Fig 1. Maximum intensity projection of a deskewed 3D volume. The faint, repeating horizontal “noisy” pattern is a result of a camera artifact seen on the Flash4.0 when used in synchronous readout triggering mode.
Synchronous readout mode¶
The Flash4.0 offers a fast readout mode called synchronous readout external trigger mode, in which the camera exposure is ended, readout is started and the next eposure is simultaneously started by the edge of an external (TTL) trigger signal input to the camera. This technical note released for the Flash4.0 V2 describes the various triggering modes on pages 16-17 (it also applies to Flash4.0 V3), with synchronous readout shown in Fig 32. The Janelia acquisition software uses synchronous readout mode to trigger camera readout during SLM pattern reloading to optimize acquisition speed. Unlike the other external trigger modes, synchronous readout does not include a “reset”, where the charge is reset in each pixel after readout (see Fig 12 in the technical note). As a result, there is a possibility that “residual” charge will carry over in a given pixel from one exposure to the next. This carryover charge is particularly noticeable when there is a bright object in one channel but not in the second channel, as shown in the image below. The magnitude and probability of charge carryover is pixel-specific: some pixels are more prone to charge carryover than others.

Fig 2. Raw data acquired in stage scanning mode on the lattice. Residual charge from the bright object in channel 2 can be seen as noisy/brighter pixels in channel 1. Images are scaled identically.
After Deskewing…¶
In a conventional acquisition scheme, where the image plane is orthogonal to the axis of Z-motion, this artifact would perhaps be a bit less noticeable.
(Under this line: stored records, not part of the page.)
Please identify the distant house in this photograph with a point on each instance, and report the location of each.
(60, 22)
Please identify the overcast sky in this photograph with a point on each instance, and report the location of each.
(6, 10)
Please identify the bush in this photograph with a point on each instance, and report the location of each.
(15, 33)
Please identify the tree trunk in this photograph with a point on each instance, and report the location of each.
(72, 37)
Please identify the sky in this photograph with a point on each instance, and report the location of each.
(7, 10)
However, when a dataset acquired in stage-scanning mode is deskewed and max-projected, the carryover charge in the problematic pixels gets “smeared” across the X dimension in the resulting volume, and becomes very apparent in a maximum-intensity projection.
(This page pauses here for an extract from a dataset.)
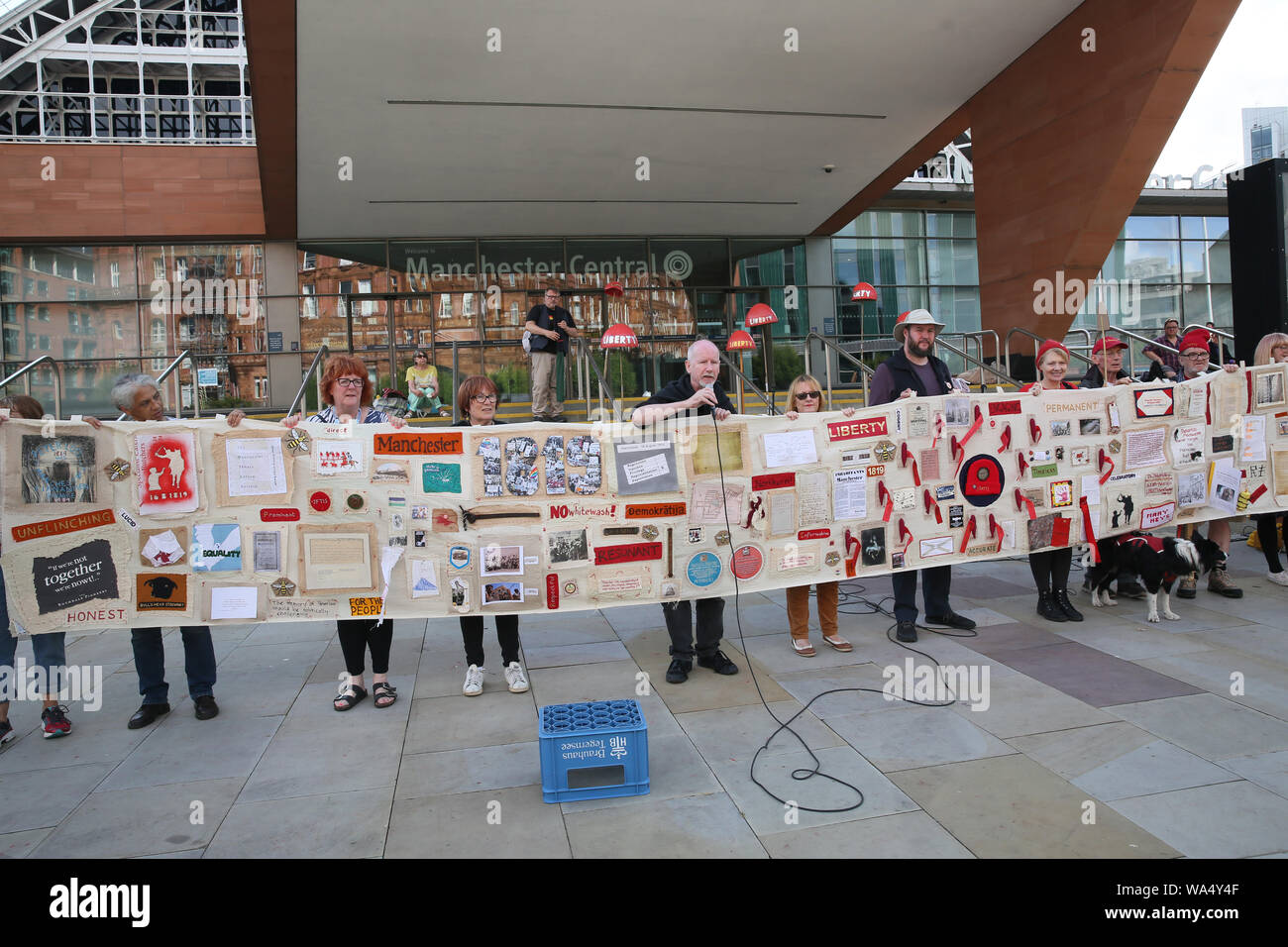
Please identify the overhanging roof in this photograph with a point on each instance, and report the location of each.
(544, 137)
Fig 3. Carryover charge in a given pixel on the camera becomes smeared across the X dimension after deskewing, and is partiucularly apparent in a maximum-intensity projection.
(If it’s unclear why data acquired in stage-scanning mode needs to be deskewed, see this video)
Camera Characterization and Correction¶
Fortunately, the probability of charge carryover in a given pixel is constant over time, and can be relatively well modeled. To characterize your particular camera, you need to create a dataset that allows you to measure the magnitude of charge carryover in every pixel. One way to do this is to collect a series of alternating “bright” and “dark” exposures, where the bright image has even illumination across the chip and the dark image receives zero photons. By collecting thousands of these image-pairs while gradually increasing the intensity of the bright image that precedes the dark image, you can map the relationship between intensity of any given pixel in one exposure and the carryover intensity in the following exposure. An example of such a calibration dataset collected on the lattice is shown in the top row of figure 4 below: where the “bright image” on the left is a flat-field image acquired by illuminating a fluorescein solution with a dithered sheet, and the image on the right is a “dark image” that was aquired using zero illumination light (and confirming that no background room-light contamination can reach the chip).
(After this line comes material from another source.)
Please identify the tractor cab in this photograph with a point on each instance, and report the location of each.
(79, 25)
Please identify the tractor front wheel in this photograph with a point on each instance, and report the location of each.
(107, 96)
Fig 4. Carryover charge characterization data. The top shows raw data collected on the lattice: the “bright image” (ch0) on the left is acquired by illuminating a fluorescein solution with a dithered sheet, and the image on the right is a “dark image” (ch1) that was aquired in a second channel using zero illumination light. The top row shows the same dataset after the carryover correction has been applied. Intensity values in each are indicated in the lookup table plots.
By plotting the intensity in exposure 2 as a function of exposure 1 for many thousands of images at varying levels of brightness in exposure 1, the relationship between intensity in exposure 1 and carryover in exposure 2 becomes clear. Example data from a single pixel is shown below in figure 5 (note: pixel-specific camera offset has been subtracted from both images.)

Fig 5. Calibration data from a single pixel showing the relationship betwen the intensity of an image and carryover charge in the immediately following image
The parameters describing the probability of charge carryover for a given pixel can be extracted by fitting these data to an exponential association curve. This is repeated for every pixel on the chip. The resulting parameters can be used to correct an experimental dataset by subtracting the predicted carryover charge in any given image as a function of the intensity of the previous image. The reduction of carryover charge after this correction can be seen in “dark image” in the bottom row of figure 4, where the correction has been applied to the calibration dataset itself, leaving mostly just read noise.
An example with experimental data is shown below, where the correction has been applied to the data from Figure 2.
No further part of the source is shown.